We found breaches of regulations. The provider must:

  • Ensure care and treatment is provided in a safe way to patients.
  • Establish effective systems and processes to ensure good governance in accordance with the fundamental standards of care.

I am placing this service in special measures. Services placed in special measures will be inspected again within six months. If insufficient improvements have been made such that there remains a rating of inadequate for any key question or overall, we will take action in line with our enforcement procedures to begin the process of preventing the provider from operating the service. This will lead to cancelling their registration or to varying the terms of their registration within six months if they do not improve.

The service will be kept under review and if needed could be escalated to urgent enforcement action. Where necessary, another inspection will be conducted within a further six months, and if there is not enough improvement, we will move to close the service by adopting our proposal to remove this location or cancel the provider’s registration. Special measures will give people who use the service the reassurance that the care they get should improve.

Details of our findings and the evidence supporting our ratings are set out in the evidence tables.

Dr Sean O’Kelly BSc MB ChB MSc DCH FRCA

Chief Inspector of Hospitals and Interim Chief Inspector of Primary Medical Services

20 January 2016

During a routine inspection

Letter from the Chief Inspector of General Practice

We carried out an announced comprehensive inspection at 7 & 8 Park Street on 20 January 2016. Overall the practice is rated as good.

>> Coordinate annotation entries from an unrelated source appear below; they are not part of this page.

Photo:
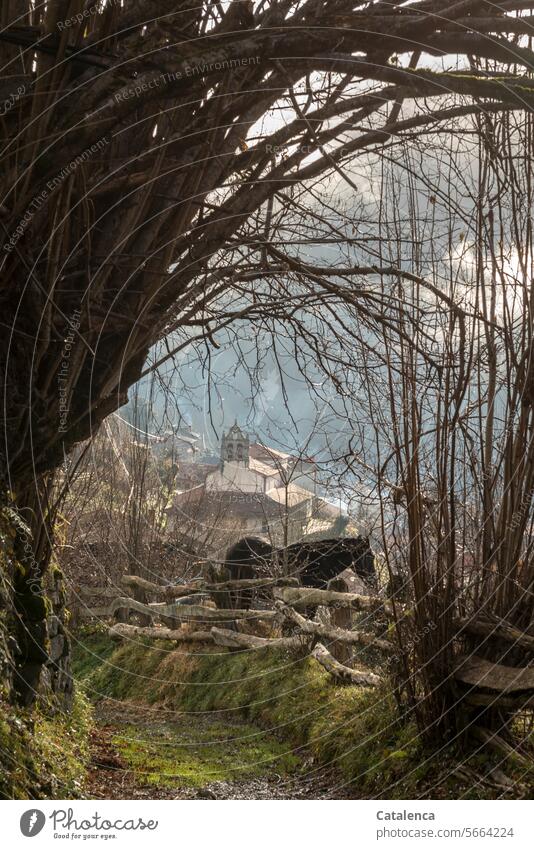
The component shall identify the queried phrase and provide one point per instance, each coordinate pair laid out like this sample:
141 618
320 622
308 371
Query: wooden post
341 618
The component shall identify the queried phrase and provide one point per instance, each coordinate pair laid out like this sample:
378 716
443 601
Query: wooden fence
189 613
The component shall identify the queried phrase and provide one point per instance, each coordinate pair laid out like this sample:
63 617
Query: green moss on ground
354 729
201 754
357 730
43 754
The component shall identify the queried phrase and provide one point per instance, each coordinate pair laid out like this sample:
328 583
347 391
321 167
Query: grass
201 754
357 730
43 754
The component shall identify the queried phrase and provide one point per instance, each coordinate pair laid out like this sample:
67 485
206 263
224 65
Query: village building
254 490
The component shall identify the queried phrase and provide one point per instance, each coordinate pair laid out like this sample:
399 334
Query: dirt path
142 753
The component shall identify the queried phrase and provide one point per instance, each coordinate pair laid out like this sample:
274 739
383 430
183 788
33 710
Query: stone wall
34 646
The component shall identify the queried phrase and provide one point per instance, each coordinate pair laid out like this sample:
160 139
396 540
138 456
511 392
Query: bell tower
235 446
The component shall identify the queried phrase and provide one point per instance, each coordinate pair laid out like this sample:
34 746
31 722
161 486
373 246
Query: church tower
235 446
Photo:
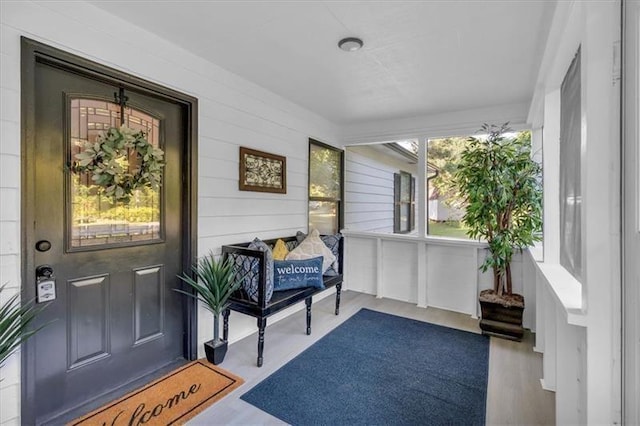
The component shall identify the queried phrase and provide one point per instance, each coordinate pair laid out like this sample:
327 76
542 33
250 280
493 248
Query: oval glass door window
95 219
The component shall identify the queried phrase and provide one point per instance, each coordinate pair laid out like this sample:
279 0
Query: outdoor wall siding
232 112
368 189
441 273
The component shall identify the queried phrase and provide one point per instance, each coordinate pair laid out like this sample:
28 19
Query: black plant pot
215 350
501 321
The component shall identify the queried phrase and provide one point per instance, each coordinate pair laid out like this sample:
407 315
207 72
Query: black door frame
33 52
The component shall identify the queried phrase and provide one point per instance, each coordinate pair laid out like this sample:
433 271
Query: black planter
215 351
501 321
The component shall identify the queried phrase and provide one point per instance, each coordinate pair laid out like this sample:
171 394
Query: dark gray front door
115 317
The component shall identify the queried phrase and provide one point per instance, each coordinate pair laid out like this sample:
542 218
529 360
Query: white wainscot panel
451 278
361 265
399 271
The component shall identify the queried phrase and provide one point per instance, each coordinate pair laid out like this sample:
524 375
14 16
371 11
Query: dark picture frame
262 172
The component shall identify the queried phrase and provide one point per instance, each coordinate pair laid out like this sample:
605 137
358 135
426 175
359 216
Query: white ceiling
419 58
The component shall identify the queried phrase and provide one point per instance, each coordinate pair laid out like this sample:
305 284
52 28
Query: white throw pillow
311 247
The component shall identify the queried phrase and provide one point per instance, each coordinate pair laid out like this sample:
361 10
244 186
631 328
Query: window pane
405 188
323 216
96 219
324 172
445 207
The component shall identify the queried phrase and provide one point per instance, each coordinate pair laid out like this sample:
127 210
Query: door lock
45 284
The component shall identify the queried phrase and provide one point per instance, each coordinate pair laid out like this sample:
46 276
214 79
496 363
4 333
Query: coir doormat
170 400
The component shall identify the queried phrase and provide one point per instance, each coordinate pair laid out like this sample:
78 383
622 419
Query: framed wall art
262 172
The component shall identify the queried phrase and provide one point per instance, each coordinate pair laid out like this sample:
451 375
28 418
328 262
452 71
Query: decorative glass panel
95 219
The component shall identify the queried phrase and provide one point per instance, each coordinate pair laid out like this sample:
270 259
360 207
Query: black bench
241 302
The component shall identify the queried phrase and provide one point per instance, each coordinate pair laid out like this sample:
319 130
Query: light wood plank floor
514 392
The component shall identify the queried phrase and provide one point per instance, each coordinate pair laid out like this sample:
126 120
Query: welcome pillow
290 274
311 247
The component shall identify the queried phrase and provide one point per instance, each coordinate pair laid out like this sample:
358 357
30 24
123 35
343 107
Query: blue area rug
381 369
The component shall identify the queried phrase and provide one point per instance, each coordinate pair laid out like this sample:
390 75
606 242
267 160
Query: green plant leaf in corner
15 321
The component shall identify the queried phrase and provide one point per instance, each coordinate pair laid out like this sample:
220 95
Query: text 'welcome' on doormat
378 368
170 400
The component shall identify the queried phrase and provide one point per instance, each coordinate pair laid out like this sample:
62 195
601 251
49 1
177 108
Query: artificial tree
501 187
214 281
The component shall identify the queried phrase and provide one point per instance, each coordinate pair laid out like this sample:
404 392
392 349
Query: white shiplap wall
232 112
368 188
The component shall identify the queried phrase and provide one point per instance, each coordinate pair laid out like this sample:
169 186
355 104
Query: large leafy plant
15 320
214 281
501 187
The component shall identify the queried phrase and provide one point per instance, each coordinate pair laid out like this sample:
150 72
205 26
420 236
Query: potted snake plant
214 280
15 321
500 185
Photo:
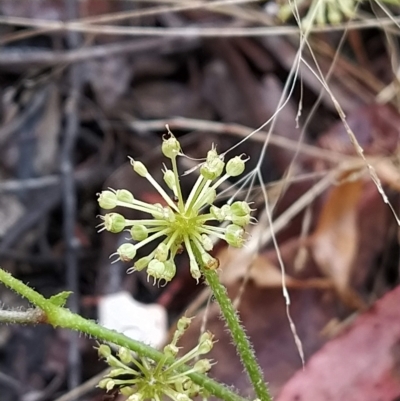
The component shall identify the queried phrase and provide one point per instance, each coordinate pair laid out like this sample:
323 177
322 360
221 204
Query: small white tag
146 323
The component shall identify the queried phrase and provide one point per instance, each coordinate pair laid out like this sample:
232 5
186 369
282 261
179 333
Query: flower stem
48 311
238 334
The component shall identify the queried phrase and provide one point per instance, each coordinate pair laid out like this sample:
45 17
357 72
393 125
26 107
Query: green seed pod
117 372
205 343
193 390
206 242
240 208
217 213
104 350
162 252
139 232
168 214
209 196
156 269
212 170
183 323
103 383
241 221
139 168
170 270
170 147
107 200
169 178
171 350
125 355
194 270
124 195
202 366
114 222
110 384
220 213
235 166
234 235
126 252
126 391
182 397
209 262
142 263
135 397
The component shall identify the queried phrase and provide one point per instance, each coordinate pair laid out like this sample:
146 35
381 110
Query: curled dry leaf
263 269
335 241
360 365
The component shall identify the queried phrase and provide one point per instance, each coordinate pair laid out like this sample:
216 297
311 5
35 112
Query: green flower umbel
180 223
142 379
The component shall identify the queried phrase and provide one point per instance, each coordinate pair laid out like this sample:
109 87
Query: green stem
58 316
238 334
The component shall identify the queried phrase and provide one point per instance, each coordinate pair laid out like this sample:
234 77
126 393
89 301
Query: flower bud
161 253
139 168
240 208
194 270
110 384
156 269
139 232
168 214
170 147
209 196
107 200
220 213
114 222
211 170
104 350
193 390
170 270
142 263
103 383
182 397
135 397
209 262
234 235
235 166
241 220
205 343
124 195
126 252
206 242
117 372
183 323
125 355
171 350
126 391
169 178
202 366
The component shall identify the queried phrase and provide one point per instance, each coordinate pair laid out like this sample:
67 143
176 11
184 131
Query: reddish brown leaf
360 365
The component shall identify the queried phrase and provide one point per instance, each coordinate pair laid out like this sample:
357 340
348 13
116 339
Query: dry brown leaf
237 263
335 241
360 365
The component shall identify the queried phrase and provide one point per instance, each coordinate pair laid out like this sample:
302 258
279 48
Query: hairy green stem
238 334
50 312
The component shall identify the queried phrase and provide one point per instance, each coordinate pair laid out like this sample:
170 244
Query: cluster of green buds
178 223
143 379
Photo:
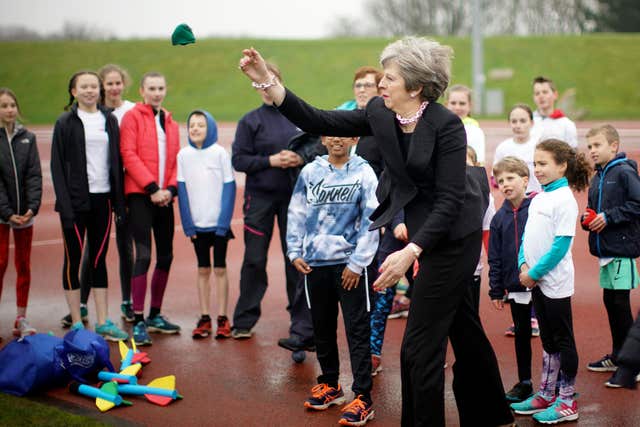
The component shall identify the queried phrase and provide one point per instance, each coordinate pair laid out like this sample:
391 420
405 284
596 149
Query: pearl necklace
409 120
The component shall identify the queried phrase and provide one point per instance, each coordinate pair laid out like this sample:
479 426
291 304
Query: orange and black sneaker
224 328
357 413
203 329
323 396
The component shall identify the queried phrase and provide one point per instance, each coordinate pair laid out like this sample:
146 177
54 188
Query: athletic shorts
203 244
619 274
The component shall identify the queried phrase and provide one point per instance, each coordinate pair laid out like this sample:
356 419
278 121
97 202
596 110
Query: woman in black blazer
424 149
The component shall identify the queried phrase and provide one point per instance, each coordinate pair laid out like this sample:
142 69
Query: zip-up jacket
139 148
328 219
615 191
505 238
261 133
69 165
20 174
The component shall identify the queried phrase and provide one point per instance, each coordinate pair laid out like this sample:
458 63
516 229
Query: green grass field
603 69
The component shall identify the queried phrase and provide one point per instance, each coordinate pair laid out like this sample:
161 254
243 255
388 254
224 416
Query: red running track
254 382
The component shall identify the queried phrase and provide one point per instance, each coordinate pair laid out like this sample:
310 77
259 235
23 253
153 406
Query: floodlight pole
477 57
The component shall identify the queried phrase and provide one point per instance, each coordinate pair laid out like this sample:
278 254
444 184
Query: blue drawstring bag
41 362
31 364
83 354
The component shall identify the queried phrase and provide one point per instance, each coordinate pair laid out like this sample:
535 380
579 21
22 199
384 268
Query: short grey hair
422 62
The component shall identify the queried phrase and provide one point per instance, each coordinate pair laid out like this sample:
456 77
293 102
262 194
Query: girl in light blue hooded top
206 194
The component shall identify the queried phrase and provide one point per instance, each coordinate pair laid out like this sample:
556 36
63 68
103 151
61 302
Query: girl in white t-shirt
114 82
459 102
522 144
546 267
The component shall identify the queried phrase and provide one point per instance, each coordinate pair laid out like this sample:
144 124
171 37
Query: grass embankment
603 69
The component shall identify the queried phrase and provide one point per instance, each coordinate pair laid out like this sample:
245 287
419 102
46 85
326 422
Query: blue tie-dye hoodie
328 220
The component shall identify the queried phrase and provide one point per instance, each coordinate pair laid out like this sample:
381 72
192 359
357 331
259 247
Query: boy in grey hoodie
329 241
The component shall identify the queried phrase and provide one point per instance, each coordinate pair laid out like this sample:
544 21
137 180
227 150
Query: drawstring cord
366 289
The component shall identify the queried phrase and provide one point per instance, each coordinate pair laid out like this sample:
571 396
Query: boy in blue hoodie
328 240
613 222
206 194
505 237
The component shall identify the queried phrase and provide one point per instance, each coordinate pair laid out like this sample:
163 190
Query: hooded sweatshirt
206 187
328 218
615 192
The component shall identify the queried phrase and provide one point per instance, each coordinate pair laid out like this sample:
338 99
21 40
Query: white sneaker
22 328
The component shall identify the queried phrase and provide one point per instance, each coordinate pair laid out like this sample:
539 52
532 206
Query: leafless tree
453 17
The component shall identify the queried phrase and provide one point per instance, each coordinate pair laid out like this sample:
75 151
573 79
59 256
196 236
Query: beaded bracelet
264 86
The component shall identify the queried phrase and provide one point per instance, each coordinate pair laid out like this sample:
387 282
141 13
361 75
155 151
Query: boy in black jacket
613 222
507 227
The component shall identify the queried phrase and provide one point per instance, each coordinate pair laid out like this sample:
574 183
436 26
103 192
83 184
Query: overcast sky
158 18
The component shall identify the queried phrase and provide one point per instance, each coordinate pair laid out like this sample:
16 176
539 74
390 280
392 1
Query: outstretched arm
255 67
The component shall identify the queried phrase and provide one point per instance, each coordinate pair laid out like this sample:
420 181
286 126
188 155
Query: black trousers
325 293
124 243
441 307
521 315
145 217
259 215
618 305
629 356
556 329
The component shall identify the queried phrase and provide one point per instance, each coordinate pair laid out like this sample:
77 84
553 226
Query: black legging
124 244
521 314
97 224
618 305
144 217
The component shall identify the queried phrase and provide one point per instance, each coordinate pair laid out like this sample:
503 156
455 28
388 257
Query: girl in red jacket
20 195
149 145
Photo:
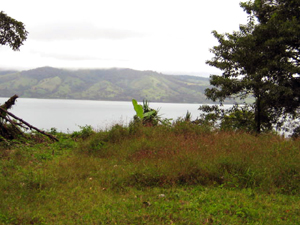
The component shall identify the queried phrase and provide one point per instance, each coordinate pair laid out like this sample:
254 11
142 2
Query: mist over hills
103 84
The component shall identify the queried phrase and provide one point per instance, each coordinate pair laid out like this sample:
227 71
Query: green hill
103 84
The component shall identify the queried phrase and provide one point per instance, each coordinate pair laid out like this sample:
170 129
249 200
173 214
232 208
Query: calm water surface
68 115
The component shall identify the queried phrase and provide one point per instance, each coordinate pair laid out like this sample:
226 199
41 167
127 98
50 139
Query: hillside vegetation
104 84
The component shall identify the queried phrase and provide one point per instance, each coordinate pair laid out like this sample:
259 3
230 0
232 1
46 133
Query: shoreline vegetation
180 173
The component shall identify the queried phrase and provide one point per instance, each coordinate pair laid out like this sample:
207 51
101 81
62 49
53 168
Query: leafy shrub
85 132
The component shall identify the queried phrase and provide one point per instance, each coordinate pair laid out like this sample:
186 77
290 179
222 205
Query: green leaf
138 109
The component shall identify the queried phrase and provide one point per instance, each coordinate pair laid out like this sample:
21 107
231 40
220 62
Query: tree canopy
12 32
261 60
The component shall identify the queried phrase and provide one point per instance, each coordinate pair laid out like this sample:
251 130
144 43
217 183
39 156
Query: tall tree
261 60
12 32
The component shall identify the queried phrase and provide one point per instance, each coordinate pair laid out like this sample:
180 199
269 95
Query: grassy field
181 174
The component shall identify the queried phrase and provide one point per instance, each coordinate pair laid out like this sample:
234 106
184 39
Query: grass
182 174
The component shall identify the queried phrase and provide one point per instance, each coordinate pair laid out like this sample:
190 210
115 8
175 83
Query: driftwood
13 130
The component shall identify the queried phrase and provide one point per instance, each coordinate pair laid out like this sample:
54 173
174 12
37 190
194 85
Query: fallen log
4 116
28 125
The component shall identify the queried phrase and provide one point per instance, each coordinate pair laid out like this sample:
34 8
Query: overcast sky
168 36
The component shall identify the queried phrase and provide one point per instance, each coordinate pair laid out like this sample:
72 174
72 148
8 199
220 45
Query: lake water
68 115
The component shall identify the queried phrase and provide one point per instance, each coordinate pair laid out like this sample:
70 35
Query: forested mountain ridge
103 84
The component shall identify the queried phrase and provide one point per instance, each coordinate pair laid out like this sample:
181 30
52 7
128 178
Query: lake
68 115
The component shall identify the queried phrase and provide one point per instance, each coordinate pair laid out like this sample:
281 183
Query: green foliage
146 115
85 132
110 84
138 109
13 32
261 60
180 174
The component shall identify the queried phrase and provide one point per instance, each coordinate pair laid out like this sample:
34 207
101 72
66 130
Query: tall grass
186 154
183 174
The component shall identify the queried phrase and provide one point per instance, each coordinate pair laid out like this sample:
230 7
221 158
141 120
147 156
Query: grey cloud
75 31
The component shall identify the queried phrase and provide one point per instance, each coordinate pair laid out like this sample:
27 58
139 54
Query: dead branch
27 124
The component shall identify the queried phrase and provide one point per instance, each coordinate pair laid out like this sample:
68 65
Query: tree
261 60
12 32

Our key findings across all the areas we inspected were as follows:

  • There was an open and transparent approach to safety and an effective system in place for reporting and recording significant events.
  • Risks to patients were assessed and well managed.
  • Staff assessed patients’ needs and delivered care in line with current evidence based guidance. Staff had the skills, knowledge and experience to deliver effective care and treatment.
  • Patients said they were treated with compassion, dignity and respect and they were involved in their care and decisions about their treatment.
  • Information about services and how to complain was available and easy to understand.
  • Patients said they found it easy to make an appointment with a named GP and that there was continuity of care, with urgent appointments available the same day.
  • The practice had good facilities and was well equipped to treat patients and meet their needs.
  • There was a clear leadership structure and staff felt supported by management. The practice proactively sought feedback from staff and patients, which it acted on.
  • The provider was aware of and complied with the requirements of the Duty of Candour (i.e. any patient harmed by the provision of a healthcare service is informed of the fact and an appropriate remedy offered, regardless of whether a complaint has been made or a question asked about it).

However, there was also an area of practice where the provider needs to make improvements.

  • The practice should regularly perform and record balance checks of controlled drugs in line with current guidance.
  • The practice should ensure that appropriate records are kept relating to all aspects of medicines management.